I loved the character of Kate, perhaps a thinly-disguised version of the child Amy might have been after waiting that first night for the man in the box to return to her, all focus and determination masking her disappointment when he fails to appear. The entire tale has the feel of a fairy tale, something akin to "The Snow Queen, hinting at the continuing season seven menace of "The Great Intelligence" (and perhaps quoting from Goss's previous full-length Who novel, Dead of Winter). And Eleven-as-the-Curator is pitch-perfect and may just bring forth a tear or two by the time one reaches the sacrifice detailed in chapter eleven.
One could perhaps argue that this novella is the equivalent of an adventure with the Doctor from the ever-resourceful Amy's point-of-view. A lovely concept, marred only by uneven pacing and the restrictions of the novella format, Summer Falls is easily one of the best fictional tie-ins to the current Who-universe. There is a lot of potential in this concept and format, so much so that I can only hope the BBC explores opportunities of this type in the future and in greater, more substantive depth.
About the book:
"When summer falls, the Lord of Winter will arise..."
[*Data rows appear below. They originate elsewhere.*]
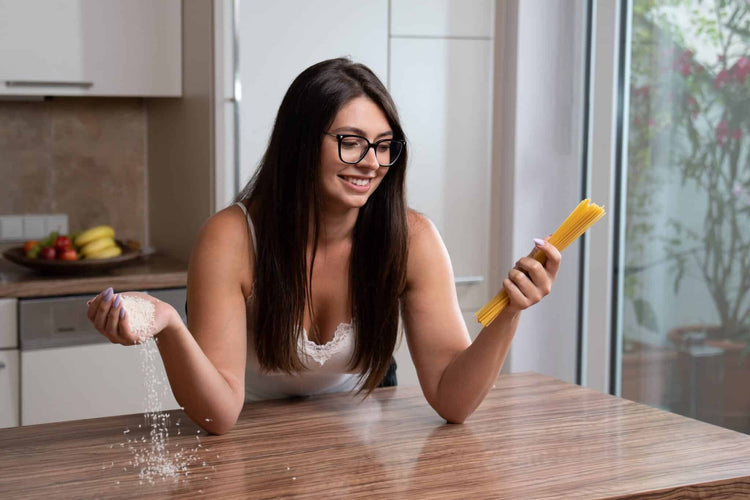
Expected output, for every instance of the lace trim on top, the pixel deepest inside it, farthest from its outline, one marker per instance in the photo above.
(322, 353)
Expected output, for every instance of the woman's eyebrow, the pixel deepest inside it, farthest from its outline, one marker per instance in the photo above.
(361, 132)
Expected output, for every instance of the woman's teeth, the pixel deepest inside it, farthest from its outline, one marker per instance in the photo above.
(357, 182)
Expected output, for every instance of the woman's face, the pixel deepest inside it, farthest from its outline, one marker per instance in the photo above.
(345, 185)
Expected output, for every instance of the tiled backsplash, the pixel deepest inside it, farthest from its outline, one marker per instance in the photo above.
(27, 227)
(82, 157)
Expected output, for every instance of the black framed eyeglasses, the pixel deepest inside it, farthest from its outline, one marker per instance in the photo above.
(353, 148)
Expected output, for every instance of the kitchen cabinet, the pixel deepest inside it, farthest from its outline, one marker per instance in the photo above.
(9, 364)
(69, 371)
(316, 31)
(9, 388)
(91, 47)
(442, 18)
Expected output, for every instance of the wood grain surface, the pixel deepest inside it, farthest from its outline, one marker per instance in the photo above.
(533, 437)
(152, 272)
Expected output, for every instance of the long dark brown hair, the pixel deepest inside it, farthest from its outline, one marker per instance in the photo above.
(284, 196)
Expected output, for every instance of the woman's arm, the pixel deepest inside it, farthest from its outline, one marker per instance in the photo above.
(205, 360)
(456, 374)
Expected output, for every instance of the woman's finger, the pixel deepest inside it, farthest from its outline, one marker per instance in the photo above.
(113, 318)
(524, 284)
(516, 298)
(124, 328)
(537, 273)
(100, 318)
(553, 256)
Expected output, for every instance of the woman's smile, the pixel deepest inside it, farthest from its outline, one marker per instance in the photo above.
(356, 183)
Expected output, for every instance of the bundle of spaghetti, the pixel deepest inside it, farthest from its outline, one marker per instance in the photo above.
(585, 215)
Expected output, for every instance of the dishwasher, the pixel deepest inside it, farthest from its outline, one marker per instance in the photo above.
(69, 371)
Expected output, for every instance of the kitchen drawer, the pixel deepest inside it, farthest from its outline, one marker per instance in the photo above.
(8, 323)
(90, 381)
(61, 321)
(9, 388)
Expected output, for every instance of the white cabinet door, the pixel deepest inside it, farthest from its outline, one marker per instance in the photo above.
(8, 323)
(9, 388)
(98, 380)
(91, 47)
(442, 88)
(277, 40)
(442, 18)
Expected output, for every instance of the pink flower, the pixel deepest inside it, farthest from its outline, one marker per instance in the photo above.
(721, 79)
(722, 132)
(741, 68)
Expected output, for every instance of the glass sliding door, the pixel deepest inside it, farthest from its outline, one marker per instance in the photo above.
(684, 304)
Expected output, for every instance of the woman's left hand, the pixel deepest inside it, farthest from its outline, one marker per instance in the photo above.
(530, 281)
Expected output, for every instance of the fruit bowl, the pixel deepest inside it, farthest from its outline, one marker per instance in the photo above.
(83, 266)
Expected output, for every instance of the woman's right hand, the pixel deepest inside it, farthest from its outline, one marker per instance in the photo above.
(106, 313)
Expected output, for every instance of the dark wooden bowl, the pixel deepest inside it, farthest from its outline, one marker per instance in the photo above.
(72, 267)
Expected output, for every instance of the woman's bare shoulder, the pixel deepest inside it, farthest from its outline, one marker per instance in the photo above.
(426, 248)
(417, 222)
(225, 235)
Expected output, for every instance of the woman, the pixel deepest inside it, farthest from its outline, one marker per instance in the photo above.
(297, 287)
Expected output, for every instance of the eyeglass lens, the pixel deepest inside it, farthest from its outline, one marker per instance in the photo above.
(354, 149)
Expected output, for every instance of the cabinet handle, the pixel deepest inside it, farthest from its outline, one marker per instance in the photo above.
(22, 83)
(469, 280)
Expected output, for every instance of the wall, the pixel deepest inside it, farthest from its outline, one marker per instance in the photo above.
(181, 142)
(546, 172)
(85, 157)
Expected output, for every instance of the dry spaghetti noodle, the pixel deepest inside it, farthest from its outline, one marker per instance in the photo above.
(585, 215)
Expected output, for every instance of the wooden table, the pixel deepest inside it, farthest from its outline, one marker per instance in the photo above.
(533, 437)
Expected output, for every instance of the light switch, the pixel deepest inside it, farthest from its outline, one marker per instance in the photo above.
(11, 227)
(33, 227)
(57, 223)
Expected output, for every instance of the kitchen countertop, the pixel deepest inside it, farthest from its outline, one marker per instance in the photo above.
(146, 273)
(532, 437)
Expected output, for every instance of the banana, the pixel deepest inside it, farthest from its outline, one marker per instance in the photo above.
(94, 233)
(97, 245)
(106, 253)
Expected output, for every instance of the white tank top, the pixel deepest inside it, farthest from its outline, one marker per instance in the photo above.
(327, 364)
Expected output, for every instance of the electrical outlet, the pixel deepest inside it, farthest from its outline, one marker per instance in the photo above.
(57, 223)
(11, 227)
(33, 227)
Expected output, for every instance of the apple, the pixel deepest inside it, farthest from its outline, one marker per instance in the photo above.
(68, 254)
(29, 245)
(48, 253)
(62, 243)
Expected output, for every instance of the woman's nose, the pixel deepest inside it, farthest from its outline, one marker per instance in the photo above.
(370, 160)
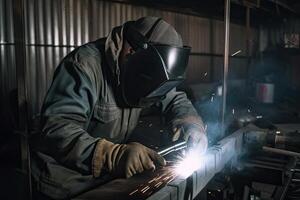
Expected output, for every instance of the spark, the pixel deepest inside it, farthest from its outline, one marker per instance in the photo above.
(239, 51)
(145, 189)
(133, 192)
(190, 163)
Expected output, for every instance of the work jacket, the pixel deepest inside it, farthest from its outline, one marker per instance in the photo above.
(80, 109)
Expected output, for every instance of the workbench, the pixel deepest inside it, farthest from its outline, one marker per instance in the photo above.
(215, 160)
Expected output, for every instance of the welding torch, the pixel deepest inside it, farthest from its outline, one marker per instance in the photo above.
(174, 147)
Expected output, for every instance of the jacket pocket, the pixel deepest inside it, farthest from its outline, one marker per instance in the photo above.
(105, 112)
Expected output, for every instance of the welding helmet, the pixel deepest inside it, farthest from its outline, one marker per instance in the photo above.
(152, 71)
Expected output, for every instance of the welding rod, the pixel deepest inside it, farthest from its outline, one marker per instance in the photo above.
(174, 147)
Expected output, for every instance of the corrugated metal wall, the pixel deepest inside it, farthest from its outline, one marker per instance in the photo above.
(7, 61)
(55, 27)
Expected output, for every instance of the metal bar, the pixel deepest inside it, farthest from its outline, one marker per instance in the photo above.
(281, 151)
(172, 148)
(226, 62)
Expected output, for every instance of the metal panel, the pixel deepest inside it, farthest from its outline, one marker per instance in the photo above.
(55, 27)
(7, 64)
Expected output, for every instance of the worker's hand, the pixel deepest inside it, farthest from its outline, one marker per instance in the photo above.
(125, 160)
(194, 135)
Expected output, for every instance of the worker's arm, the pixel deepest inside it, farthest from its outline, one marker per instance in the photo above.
(66, 109)
(65, 114)
(183, 118)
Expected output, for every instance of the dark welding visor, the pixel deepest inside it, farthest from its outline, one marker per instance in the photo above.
(151, 72)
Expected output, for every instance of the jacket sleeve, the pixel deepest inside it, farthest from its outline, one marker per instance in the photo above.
(65, 113)
(179, 111)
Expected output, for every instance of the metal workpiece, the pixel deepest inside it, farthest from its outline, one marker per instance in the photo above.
(165, 183)
(214, 161)
(177, 146)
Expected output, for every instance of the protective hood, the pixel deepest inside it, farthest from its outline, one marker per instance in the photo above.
(156, 67)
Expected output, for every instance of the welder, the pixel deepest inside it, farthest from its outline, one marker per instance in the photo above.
(94, 103)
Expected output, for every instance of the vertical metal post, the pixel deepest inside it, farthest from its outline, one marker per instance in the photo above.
(226, 62)
(20, 53)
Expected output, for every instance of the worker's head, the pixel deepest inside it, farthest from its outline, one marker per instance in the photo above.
(152, 60)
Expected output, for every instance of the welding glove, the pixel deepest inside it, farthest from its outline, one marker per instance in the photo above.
(124, 160)
(194, 134)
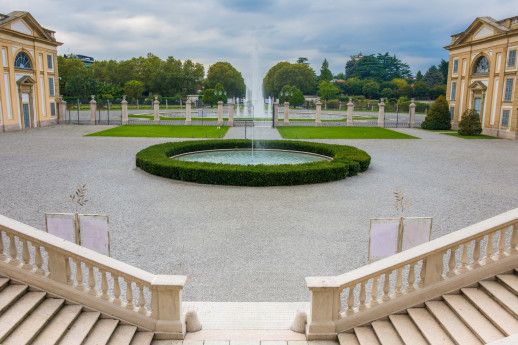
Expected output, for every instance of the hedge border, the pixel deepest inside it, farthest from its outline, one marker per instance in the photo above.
(347, 161)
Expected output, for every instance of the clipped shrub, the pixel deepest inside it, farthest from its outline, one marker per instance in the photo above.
(347, 161)
(470, 123)
(438, 116)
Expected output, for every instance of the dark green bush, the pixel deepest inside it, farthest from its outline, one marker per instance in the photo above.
(347, 161)
(439, 115)
(470, 123)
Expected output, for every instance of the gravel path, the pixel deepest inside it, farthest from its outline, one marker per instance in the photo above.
(245, 243)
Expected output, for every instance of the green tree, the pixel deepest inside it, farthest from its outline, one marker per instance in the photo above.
(228, 76)
(133, 89)
(470, 123)
(438, 116)
(325, 73)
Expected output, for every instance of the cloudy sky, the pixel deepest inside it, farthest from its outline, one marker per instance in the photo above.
(208, 31)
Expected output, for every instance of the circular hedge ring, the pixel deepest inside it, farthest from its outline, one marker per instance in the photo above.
(347, 161)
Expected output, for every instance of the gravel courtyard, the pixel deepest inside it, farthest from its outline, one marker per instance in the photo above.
(245, 243)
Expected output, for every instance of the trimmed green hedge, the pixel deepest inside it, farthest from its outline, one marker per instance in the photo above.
(347, 161)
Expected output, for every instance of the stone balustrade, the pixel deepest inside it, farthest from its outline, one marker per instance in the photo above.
(464, 257)
(152, 302)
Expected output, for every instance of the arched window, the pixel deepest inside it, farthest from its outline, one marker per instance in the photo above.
(22, 61)
(482, 66)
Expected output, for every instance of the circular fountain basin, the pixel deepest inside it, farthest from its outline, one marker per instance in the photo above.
(247, 157)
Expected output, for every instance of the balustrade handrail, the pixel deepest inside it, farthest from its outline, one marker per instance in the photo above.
(417, 253)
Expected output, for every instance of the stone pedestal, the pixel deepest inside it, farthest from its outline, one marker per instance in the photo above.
(350, 109)
(188, 120)
(156, 107)
(381, 114)
(93, 108)
(124, 107)
(317, 116)
(220, 113)
(411, 124)
(286, 113)
(231, 114)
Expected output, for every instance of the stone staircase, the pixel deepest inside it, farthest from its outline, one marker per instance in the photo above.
(31, 316)
(475, 315)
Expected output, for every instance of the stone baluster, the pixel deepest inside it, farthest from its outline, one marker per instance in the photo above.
(93, 108)
(124, 110)
(381, 114)
(156, 114)
(188, 120)
(318, 122)
(350, 109)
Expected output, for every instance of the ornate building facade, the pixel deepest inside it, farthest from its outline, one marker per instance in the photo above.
(29, 85)
(482, 75)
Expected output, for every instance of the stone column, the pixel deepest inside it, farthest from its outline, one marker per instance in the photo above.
(93, 108)
(317, 116)
(381, 114)
(350, 109)
(124, 107)
(188, 120)
(412, 113)
(156, 118)
(231, 114)
(220, 113)
(286, 113)
(62, 111)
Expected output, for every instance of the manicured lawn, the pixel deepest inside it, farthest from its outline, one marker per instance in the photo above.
(482, 136)
(340, 133)
(159, 131)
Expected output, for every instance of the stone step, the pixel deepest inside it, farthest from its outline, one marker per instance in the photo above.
(80, 328)
(386, 333)
(366, 336)
(510, 281)
(57, 327)
(429, 327)
(407, 330)
(142, 338)
(122, 335)
(34, 323)
(10, 294)
(101, 332)
(473, 318)
(452, 324)
(492, 310)
(18, 311)
(502, 295)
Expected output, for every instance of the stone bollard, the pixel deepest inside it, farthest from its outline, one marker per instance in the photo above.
(381, 114)
(286, 113)
(93, 108)
(412, 113)
(317, 116)
(156, 118)
(350, 109)
(231, 114)
(124, 107)
(192, 323)
(220, 113)
(188, 120)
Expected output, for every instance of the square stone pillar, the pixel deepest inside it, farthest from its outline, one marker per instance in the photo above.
(220, 113)
(317, 116)
(124, 107)
(412, 114)
(231, 114)
(381, 114)
(156, 105)
(93, 108)
(350, 109)
(286, 113)
(188, 120)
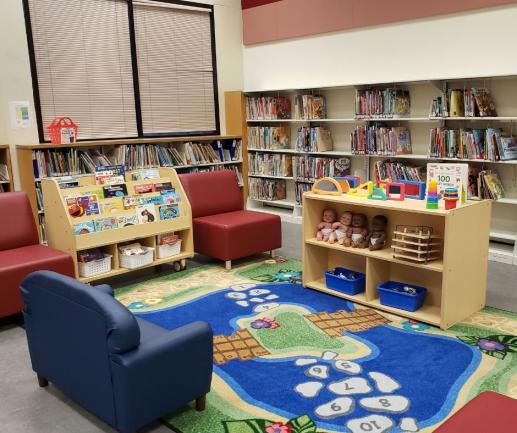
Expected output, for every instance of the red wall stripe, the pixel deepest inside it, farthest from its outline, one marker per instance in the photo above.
(271, 20)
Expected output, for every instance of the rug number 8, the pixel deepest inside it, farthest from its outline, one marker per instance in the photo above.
(370, 426)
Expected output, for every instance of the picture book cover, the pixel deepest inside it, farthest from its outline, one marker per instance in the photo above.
(112, 205)
(163, 186)
(127, 220)
(107, 223)
(168, 211)
(84, 227)
(83, 205)
(144, 188)
(115, 190)
(146, 213)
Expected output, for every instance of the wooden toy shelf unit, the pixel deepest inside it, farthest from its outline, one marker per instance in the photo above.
(456, 283)
(60, 228)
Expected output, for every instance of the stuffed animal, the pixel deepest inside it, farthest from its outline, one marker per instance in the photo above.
(325, 226)
(340, 228)
(378, 235)
(357, 234)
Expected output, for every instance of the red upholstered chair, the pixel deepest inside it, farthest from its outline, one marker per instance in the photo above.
(20, 251)
(489, 412)
(222, 228)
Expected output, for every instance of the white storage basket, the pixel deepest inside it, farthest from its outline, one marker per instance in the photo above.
(169, 250)
(95, 267)
(137, 260)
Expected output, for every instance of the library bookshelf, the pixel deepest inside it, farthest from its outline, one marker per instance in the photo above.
(456, 283)
(31, 181)
(5, 161)
(61, 235)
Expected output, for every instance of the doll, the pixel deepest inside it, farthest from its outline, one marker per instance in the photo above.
(325, 226)
(378, 235)
(357, 234)
(340, 228)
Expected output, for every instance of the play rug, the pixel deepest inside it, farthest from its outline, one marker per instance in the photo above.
(293, 360)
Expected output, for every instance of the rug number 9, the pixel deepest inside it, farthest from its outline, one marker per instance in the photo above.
(370, 426)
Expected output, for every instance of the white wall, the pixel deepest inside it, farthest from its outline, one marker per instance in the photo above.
(15, 75)
(478, 43)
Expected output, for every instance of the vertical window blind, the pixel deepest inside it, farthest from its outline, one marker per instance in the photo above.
(83, 61)
(83, 58)
(176, 76)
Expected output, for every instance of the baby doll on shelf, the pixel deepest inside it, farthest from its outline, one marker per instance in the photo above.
(378, 235)
(340, 228)
(357, 234)
(325, 226)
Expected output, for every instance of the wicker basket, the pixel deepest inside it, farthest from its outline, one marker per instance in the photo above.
(169, 250)
(137, 260)
(95, 267)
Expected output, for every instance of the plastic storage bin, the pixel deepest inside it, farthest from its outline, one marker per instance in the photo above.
(138, 260)
(169, 250)
(350, 286)
(404, 301)
(95, 267)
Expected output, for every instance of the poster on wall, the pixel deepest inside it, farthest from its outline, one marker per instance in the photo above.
(19, 114)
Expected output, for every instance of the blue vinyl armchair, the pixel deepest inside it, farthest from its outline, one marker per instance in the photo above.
(125, 370)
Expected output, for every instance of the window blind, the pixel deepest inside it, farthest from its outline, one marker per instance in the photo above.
(84, 68)
(176, 76)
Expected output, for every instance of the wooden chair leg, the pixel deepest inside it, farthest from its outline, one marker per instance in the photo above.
(42, 381)
(201, 403)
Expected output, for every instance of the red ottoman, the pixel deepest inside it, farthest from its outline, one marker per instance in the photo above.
(489, 412)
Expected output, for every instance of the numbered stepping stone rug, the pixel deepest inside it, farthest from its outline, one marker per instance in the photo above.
(293, 360)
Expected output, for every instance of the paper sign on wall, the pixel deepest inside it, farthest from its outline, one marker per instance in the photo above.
(19, 113)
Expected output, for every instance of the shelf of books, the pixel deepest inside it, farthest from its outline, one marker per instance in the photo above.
(6, 174)
(115, 221)
(382, 131)
(69, 163)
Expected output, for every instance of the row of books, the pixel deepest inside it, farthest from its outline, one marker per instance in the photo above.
(393, 170)
(380, 140)
(73, 161)
(299, 189)
(468, 102)
(269, 137)
(267, 189)
(382, 102)
(309, 107)
(308, 168)
(269, 164)
(490, 144)
(268, 107)
(313, 139)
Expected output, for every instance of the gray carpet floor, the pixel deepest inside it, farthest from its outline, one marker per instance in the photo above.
(26, 408)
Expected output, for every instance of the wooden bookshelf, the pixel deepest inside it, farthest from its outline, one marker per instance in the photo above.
(5, 158)
(30, 183)
(61, 235)
(456, 283)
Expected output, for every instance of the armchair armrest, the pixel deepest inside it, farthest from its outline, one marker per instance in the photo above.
(163, 374)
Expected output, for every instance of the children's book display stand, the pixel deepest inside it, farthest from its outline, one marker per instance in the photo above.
(455, 280)
(60, 225)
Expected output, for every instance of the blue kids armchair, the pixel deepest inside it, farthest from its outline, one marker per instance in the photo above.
(125, 370)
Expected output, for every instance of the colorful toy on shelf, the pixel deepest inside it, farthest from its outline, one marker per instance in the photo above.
(378, 234)
(325, 226)
(363, 190)
(357, 235)
(330, 186)
(451, 197)
(353, 181)
(395, 191)
(432, 195)
(340, 228)
(414, 189)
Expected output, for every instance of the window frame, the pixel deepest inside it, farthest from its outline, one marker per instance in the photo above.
(134, 65)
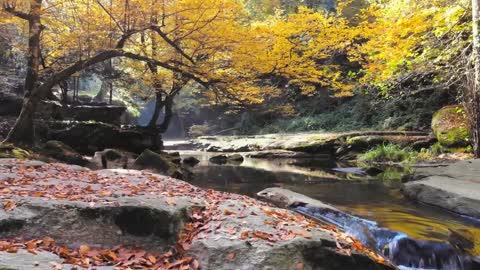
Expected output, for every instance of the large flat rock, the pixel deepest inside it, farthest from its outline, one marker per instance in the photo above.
(116, 209)
(455, 187)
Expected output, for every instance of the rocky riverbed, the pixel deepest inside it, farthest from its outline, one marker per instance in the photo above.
(455, 187)
(64, 214)
(340, 145)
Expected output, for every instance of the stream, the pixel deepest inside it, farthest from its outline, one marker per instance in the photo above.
(375, 198)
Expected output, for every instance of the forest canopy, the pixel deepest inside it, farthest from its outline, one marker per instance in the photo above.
(241, 53)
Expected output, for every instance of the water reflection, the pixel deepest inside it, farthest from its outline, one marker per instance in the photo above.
(375, 199)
In the seaside village of Watchcombe, young Kate is determined to make the most of her last week of summer holiday. But when she discovers a mysterious painting entitled 'The Lord of Winter' in a charity shop, it leads her on an adventure she never could have planned. Kate soon realises the old seacape, painted long ago by an eccentric local artist, is actually a puzzle. And with the help of some bizarre new acquaintances - including a museum curator's magical cat, a miserable neighbour, and a lonely boy - she plans on solving it.